É PAU, É PEDRA, É O FIM...
Sempre que chegava em casa, ligava a TV por assinatura, onde já estava sintonizado o canal de áudio “Bossa Nova”. Hoje não foi diferente! Só que desta vez, invadia o ambiente, e seus ouvidos, a música “Minha Namorada” de Vinícius e Carlinhos Lyra: - “Se você quer ser minha namorada... Ah, que linda namorada...”
Ainda mais saudoso dos seus olhares, beijos e abraços, tudo o que Cabeça realmente mais queria no momento era exatamente o que Branquinha menos desejava: estar juntinho outra vez. Separaram-se por causa das frases malditas do último sábado e que, toda vez que isso acontecia, ele não conseguia digerir.
Surgiu, então, uma névoa na relação.
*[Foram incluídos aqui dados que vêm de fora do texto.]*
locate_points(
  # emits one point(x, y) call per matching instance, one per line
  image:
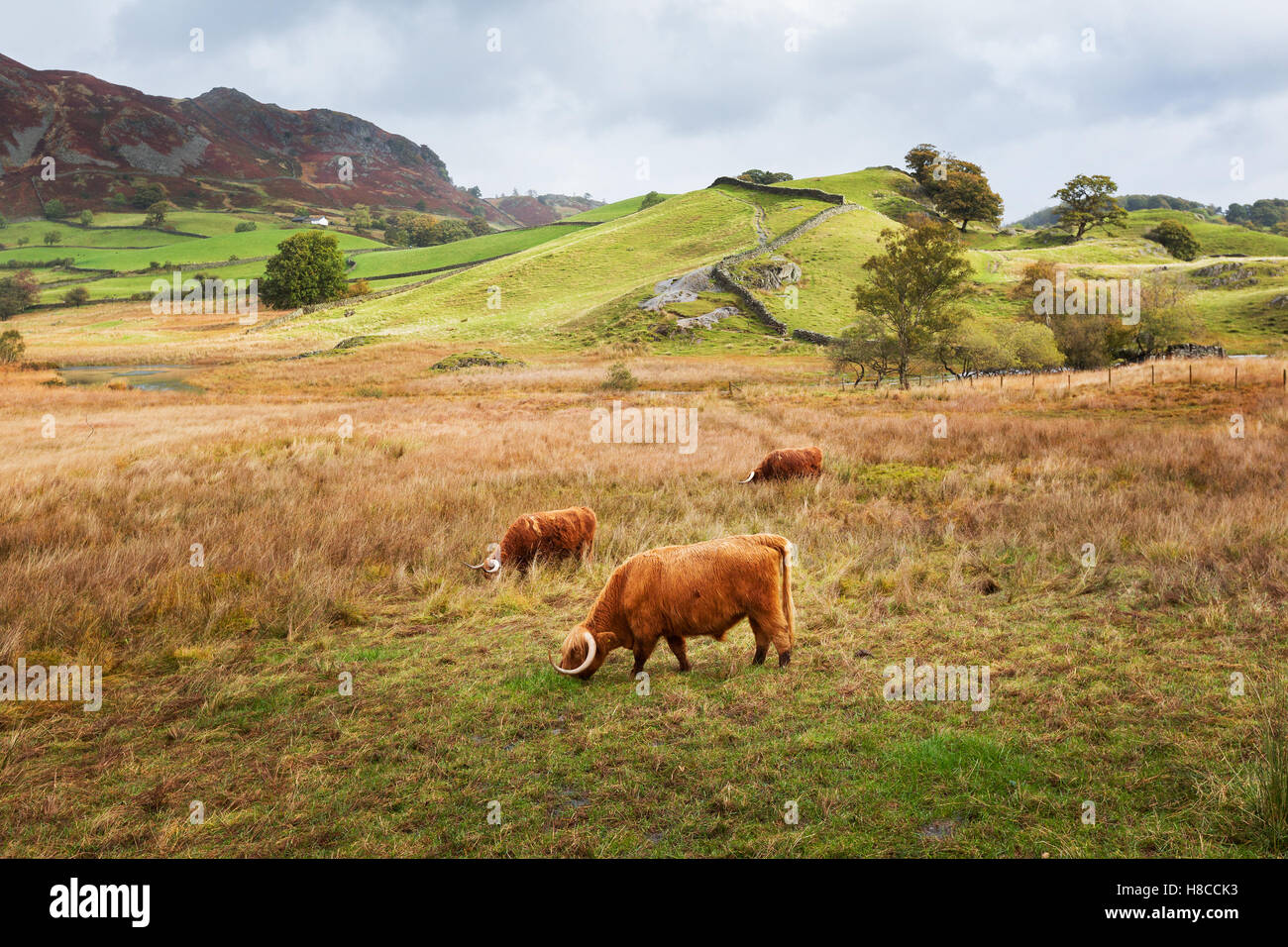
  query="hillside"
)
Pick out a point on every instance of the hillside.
point(222, 150)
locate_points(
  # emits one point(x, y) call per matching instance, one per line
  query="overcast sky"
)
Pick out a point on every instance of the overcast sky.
point(589, 95)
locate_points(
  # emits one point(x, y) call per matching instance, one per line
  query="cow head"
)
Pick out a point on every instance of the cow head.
point(583, 654)
point(490, 561)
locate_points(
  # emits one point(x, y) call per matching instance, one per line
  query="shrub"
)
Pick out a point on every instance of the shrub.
point(1176, 239)
point(76, 295)
point(12, 346)
point(17, 292)
point(308, 268)
point(619, 379)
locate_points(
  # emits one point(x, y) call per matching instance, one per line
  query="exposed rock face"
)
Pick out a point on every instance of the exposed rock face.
point(708, 318)
point(682, 289)
point(107, 138)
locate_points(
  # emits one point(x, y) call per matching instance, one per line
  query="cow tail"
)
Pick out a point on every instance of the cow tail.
point(789, 608)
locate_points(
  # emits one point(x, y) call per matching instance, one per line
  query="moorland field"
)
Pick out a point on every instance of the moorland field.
point(329, 553)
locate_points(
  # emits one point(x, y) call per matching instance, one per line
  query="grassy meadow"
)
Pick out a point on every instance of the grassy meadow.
point(333, 496)
point(326, 556)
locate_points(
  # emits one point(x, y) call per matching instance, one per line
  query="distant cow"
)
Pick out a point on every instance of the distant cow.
point(789, 464)
point(687, 591)
point(552, 535)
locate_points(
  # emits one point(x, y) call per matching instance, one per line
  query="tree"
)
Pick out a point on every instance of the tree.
point(1176, 239)
point(147, 195)
point(1087, 201)
point(308, 268)
point(866, 347)
point(756, 176)
point(912, 290)
point(12, 346)
point(921, 159)
point(76, 295)
point(965, 195)
point(17, 292)
point(156, 214)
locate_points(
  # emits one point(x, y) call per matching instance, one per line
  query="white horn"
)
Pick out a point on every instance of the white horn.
point(590, 656)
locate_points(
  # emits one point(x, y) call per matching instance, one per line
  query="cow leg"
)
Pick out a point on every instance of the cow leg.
point(772, 629)
point(643, 648)
point(763, 638)
point(681, 650)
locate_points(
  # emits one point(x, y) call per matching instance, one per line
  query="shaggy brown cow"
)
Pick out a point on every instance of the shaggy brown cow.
point(552, 535)
point(684, 591)
point(787, 464)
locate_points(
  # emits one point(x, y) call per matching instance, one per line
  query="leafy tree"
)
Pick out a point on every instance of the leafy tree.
point(147, 195)
point(17, 292)
point(360, 217)
point(12, 346)
point(308, 268)
point(913, 289)
point(156, 214)
point(76, 295)
point(758, 176)
point(1167, 315)
point(1176, 239)
point(1087, 201)
point(921, 159)
point(866, 347)
point(965, 195)
point(450, 230)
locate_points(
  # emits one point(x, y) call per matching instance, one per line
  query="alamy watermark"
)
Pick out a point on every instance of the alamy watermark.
point(71, 684)
point(648, 425)
point(938, 684)
point(1076, 296)
point(192, 296)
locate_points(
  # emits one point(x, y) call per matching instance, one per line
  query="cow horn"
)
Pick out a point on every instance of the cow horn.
point(590, 656)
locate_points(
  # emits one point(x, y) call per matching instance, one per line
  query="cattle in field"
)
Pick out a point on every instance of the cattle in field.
point(674, 592)
point(550, 535)
point(789, 464)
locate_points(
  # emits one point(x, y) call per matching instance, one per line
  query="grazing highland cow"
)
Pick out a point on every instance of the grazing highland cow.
point(789, 464)
point(686, 591)
point(552, 535)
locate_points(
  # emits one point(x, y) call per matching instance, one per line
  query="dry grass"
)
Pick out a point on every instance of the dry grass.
point(325, 554)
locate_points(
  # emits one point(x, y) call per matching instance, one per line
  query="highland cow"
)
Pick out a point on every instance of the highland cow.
point(684, 591)
point(789, 464)
point(552, 535)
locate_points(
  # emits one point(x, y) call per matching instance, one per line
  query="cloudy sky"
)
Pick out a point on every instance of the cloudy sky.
point(592, 95)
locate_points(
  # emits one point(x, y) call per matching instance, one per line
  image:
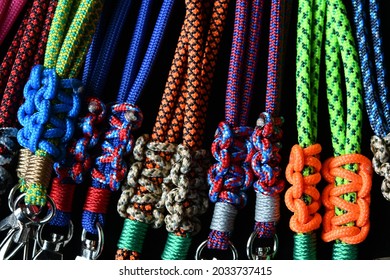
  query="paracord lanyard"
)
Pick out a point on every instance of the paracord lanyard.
point(347, 196)
point(27, 49)
point(303, 169)
point(167, 175)
point(232, 175)
point(77, 162)
point(48, 114)
point(110, 169)
point(266, 139)
point(374, 83)
point(9, 12)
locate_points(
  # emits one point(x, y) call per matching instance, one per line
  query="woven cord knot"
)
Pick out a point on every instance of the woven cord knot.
point(145, 191)
point(303, 198)
point(380, 161)
point(353, 225)
point(187, 198)
point(8, 150)
point(229, 178)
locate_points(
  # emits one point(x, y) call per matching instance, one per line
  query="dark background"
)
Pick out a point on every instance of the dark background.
point(377, 243)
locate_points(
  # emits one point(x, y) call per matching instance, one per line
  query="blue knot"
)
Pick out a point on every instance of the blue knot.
point(231, 176)
point(49, 112)
point(110, 167)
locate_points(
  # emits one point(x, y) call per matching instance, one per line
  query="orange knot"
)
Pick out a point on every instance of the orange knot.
point(355, 212)
point(305, 218)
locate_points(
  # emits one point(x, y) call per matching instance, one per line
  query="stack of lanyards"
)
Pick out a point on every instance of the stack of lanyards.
point(9, 12)
point(266, 140)
point(303, 170)
point(27, 49)
point(51, 106)
point(168, 175)
point(232, 175)
point(369, 40)
point(78, 161)
point(347, 196)
point(109, 168)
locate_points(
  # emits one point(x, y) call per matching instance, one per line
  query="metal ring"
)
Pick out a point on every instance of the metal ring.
point(249, 246)
point(203, 245)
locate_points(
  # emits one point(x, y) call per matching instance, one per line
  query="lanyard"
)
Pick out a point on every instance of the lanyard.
point(266, 139)
point(26, 50)
point(109, 169)
point(167, 175)
point(303, 169)
point(9, 11)
point(374, 83)
point(347, 195)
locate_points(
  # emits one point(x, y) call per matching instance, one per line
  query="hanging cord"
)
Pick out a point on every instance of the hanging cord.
point(110, 169)
point(78, 160)
point(9, 12)
point(347, 196)
point(267, 135)
point(52, 94)
point(232, 175)
point(374, 83)
point(303, 169)
point(27, 49)
point(166, 173)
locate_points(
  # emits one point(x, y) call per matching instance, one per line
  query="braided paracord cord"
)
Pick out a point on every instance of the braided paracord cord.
point(374, 83)
point(303, 169)
point(52, 94)
point(27, 49)
point(347, 196)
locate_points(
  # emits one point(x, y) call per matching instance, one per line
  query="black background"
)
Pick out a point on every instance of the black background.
point(377, 243)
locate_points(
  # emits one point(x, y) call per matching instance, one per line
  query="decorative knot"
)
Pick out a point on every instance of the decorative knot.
point(145, 191)
point(49, 112)
point(303, 198)
point(353, 224)
point(380, 161)
point(110, 167)
point(187, 198)
point(8, 150)
point(266, 161)
point(231, 176)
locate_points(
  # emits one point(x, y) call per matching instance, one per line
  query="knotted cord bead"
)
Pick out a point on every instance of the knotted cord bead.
point(229, 178)
point(302, 197)
point(357, 213)
point(265, 163)
point(380, 161)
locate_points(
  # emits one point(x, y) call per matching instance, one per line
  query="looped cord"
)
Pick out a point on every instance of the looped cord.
point(187, 198)
point(303, 198)
point(380, 161)
point(48, 101)
point(356, 213)
point(231, 176)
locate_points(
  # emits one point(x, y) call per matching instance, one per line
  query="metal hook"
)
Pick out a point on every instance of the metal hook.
point(91, 249)
point(203, 245)
point(262, 253)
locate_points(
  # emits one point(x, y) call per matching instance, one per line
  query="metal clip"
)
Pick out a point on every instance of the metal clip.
point(203, 245)
point(91, 249)
point(261, 253)
point(51, 249)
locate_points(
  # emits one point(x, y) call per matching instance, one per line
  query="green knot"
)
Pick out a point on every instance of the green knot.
point(36, 195)
point(305, 246)
point(133, 235)
point(344, 251)
point(176, 247)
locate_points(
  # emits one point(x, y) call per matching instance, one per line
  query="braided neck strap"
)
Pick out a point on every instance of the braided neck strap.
point(302, 171)
point(27, 49)
point(347, 196)
point(52, 94)
point(168, 175)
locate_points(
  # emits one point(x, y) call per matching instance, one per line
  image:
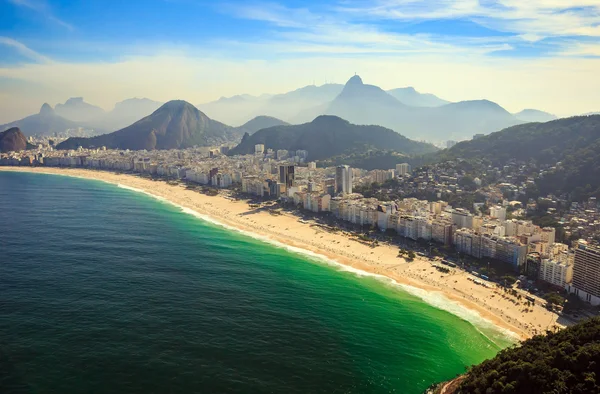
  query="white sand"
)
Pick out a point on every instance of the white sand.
point(489, 303)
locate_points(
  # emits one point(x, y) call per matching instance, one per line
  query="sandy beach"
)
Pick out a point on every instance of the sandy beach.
point(491, 304)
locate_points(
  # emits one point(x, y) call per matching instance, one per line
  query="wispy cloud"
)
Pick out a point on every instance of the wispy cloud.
point(42, 8)
point(361, 26)
point(24, 50)
point(300, 30)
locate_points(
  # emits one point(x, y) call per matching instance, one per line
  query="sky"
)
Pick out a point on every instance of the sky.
point(542, 54)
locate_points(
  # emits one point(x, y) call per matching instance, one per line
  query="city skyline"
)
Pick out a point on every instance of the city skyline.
point(520, 56)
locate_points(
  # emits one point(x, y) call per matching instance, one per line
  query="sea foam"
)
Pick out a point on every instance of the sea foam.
point(434, 298)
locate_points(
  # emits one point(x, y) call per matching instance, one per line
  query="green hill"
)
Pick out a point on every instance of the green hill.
point(175, 125)
point(570, 146)
point(13, 140)
point(564, 362)
point(329, 136)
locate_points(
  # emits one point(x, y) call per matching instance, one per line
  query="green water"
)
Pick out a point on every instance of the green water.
point(105, 290)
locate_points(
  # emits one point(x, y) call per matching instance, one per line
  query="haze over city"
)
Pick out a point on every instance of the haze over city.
point(541, 54)
point(340, 196)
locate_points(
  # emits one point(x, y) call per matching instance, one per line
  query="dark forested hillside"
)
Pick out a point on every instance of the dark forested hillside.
point(564, 362)
point(329, 136)
point(570, 146)
point(175, 125)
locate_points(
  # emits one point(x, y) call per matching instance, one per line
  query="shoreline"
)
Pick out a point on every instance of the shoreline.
point(476, 304)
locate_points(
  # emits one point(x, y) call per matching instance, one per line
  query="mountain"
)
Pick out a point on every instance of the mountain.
point(534, 115)
point(261, 122)
point(234, 110)
point(239, 109)
point(562, 362)
point(175, 125)
point(125, 113)
point(328, 136)
point(571, 146)
point(78, 110)
point(368, 104)
point(13, 140)
point(410, 96)
point(46, 123)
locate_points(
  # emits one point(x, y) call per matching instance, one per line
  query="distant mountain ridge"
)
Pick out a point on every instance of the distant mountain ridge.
point(570, 145)
point(77, 110)
point(13, 140)
point(44, 123)
point(175, 125)
point(328, 136)
point(534, 115)
point(410, 96)
point(367, 104)
point(261, 122)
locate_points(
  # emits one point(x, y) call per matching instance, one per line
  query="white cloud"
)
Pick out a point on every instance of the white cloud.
point(561, 86)
point(539, 18)
point(23, 50)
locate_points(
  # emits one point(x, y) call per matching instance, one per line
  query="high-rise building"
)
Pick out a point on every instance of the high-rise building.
point(498, 212)
point(586, 273)
point(402, 169)
point(343, 179)
point(287, 174)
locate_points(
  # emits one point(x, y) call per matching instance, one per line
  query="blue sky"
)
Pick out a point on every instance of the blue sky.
point(505, 50)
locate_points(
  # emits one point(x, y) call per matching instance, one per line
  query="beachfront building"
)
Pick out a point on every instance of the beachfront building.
point(287, 175)
point(402, 169)
point(343, 179)
point(586, 273)
point(556, 272)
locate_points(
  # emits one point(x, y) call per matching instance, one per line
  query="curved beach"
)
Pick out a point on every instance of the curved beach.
point(453, 292)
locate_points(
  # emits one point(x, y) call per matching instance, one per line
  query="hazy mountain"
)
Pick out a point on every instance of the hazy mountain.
point(44, 123)
point(13, 140)
point(239, 109)
point(125, 113)
point(328, 136)
point(78, 110)
point(534, 115)
point(234, 110)
point(367, 104)
point(261, 122)
point(175, 125)
point(410, 96)
point(571, 146)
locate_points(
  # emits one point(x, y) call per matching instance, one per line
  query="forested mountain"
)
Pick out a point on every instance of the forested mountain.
point(261, 122)
point(13, 140)
point(44, 123)
point(571, 146)
point(562, 362)
point(329, 136)
point(175, 125)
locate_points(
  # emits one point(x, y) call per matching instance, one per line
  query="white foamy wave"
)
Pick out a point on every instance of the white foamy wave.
point(433, 298)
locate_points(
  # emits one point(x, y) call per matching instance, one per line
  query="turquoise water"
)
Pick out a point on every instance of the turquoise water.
point(105, 290)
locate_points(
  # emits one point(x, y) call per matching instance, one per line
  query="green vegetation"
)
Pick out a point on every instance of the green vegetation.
point(570, 146)
point(567, 361)
point(175, 125)
point(329, 136)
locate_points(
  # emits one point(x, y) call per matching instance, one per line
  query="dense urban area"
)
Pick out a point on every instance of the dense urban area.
point(491, 220)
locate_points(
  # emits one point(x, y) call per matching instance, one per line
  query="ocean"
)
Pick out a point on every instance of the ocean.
point(106, 290)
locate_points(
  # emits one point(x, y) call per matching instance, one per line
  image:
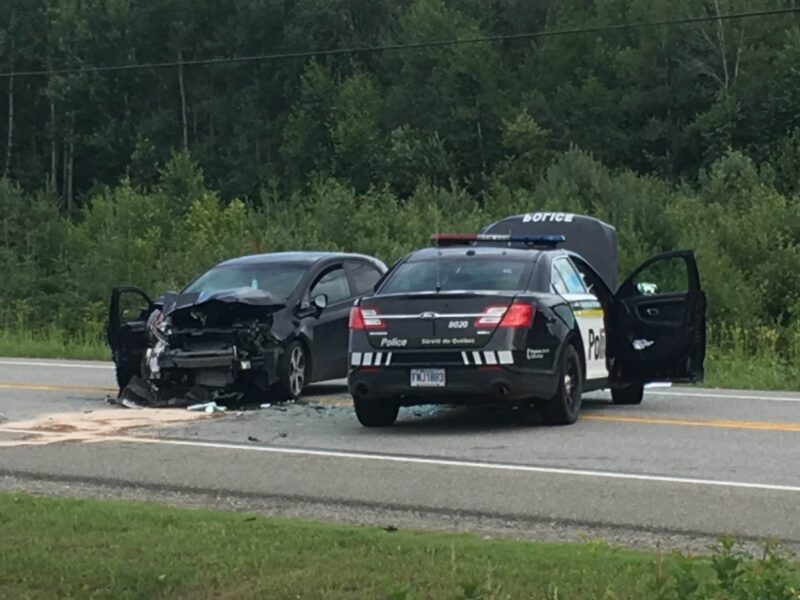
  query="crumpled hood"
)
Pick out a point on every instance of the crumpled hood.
point(173, 301)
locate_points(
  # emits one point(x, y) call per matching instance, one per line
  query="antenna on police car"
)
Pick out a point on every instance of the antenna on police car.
point(438, 251)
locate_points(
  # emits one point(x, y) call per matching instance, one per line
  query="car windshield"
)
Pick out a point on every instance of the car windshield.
point(456, 275)
point(280, 280)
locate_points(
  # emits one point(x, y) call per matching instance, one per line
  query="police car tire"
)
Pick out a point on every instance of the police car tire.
point(376, 413)
point(631, 394)
point(565, 406)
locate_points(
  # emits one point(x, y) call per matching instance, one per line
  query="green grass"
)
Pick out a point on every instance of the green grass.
point(55, 548)
point(51, 344)
point(60, 548)
point(755, 371)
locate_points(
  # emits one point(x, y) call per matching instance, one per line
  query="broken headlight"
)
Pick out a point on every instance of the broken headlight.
point(157, 326)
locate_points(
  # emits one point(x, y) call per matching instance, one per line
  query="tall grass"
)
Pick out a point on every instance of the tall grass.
point(52, 343)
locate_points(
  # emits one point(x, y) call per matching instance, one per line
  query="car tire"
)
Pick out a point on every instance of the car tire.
point(376, 413)
point(630, 394)
point(565, 407)
point(292, 372)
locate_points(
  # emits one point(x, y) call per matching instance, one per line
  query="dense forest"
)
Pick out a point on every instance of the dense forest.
point(680, 135)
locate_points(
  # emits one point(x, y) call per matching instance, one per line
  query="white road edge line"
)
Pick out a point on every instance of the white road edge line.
point(451, 463)
point(723, 396)
point(58, 365)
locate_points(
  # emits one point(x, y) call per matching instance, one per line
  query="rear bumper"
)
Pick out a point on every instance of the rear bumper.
point(464, 385)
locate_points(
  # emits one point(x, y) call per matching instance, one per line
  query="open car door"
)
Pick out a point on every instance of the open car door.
point(127, 336)
point(657, 324)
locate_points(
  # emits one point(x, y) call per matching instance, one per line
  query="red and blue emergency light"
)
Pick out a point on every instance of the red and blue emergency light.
point(464, 239)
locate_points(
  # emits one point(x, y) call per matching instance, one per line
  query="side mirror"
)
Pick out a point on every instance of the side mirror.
point(320, 302)
point(647, 289)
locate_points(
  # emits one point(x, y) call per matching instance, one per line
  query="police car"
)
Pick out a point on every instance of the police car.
point(528, 310)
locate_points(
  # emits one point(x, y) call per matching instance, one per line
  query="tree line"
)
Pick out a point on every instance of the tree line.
point(678, 135)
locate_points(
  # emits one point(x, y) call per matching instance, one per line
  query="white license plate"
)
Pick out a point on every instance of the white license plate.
point(427, 378)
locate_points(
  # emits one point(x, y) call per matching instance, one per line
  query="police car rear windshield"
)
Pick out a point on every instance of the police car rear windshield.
point(457, 274)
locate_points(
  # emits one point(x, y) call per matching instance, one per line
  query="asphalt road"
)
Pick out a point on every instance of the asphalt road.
point(684, 467)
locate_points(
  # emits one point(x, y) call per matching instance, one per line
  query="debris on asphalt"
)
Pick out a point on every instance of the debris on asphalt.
point(207, 407)
point(127, 403)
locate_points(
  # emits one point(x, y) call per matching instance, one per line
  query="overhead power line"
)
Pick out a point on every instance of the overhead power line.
point(404, 47)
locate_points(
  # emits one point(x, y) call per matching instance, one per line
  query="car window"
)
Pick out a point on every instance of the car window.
point(569, 275)
point(457, 274)
point(280, 280)
point(364, 276)
point(558, 284)
point(334, 285)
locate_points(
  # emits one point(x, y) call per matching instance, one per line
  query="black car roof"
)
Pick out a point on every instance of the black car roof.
point(476, 251)
point(293, 257)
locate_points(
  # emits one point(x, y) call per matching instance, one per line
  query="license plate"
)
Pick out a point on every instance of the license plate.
point(427, 378)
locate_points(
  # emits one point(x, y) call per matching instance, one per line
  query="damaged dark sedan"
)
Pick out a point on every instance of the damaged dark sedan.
point(253, 327)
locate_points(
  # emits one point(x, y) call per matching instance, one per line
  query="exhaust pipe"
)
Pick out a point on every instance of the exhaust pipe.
point(501, 390)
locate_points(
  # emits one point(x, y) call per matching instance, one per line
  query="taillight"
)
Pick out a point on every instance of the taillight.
point(518, 314)
point(365, 319)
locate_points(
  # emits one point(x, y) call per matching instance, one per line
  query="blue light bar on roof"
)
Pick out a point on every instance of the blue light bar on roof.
point(465, 239)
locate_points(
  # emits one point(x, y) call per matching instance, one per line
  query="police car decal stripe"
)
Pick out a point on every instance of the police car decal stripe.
point(505, 357)
point(589, 312)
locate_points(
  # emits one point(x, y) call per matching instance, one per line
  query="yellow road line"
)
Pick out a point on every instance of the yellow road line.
point(341, 403)
point(716, 423)
point(54, 388)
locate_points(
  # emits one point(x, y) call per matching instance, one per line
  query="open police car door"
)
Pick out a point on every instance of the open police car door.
point(657, 322)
Ela dizia-se cansada, confusa; ele parecia cachorro caído do caminhão de mudança: totalmente perdido. Por isso, a cada telefonema, a cada convocação dos amigos, ninguém mais o encontrava, nem mesmo ele. Era o telefone tocar que já iam atendendo e logo dizendo: - Ele não se encontra!
Depois do último tête-à-tête e algumas ligações malsucedidas com Branquinha, juntou todos os porta-retratos da sala que revelavam seus melhores flagrantes juntos, além da beleza e do sorriso dela, colocou-os raivosamente um contra o outro, escondendo-os onde a visão não alcançava: na gaveta do armário do último quarto do seu apartamento, um lugar ermo que mais parecia um depósito de entulhos.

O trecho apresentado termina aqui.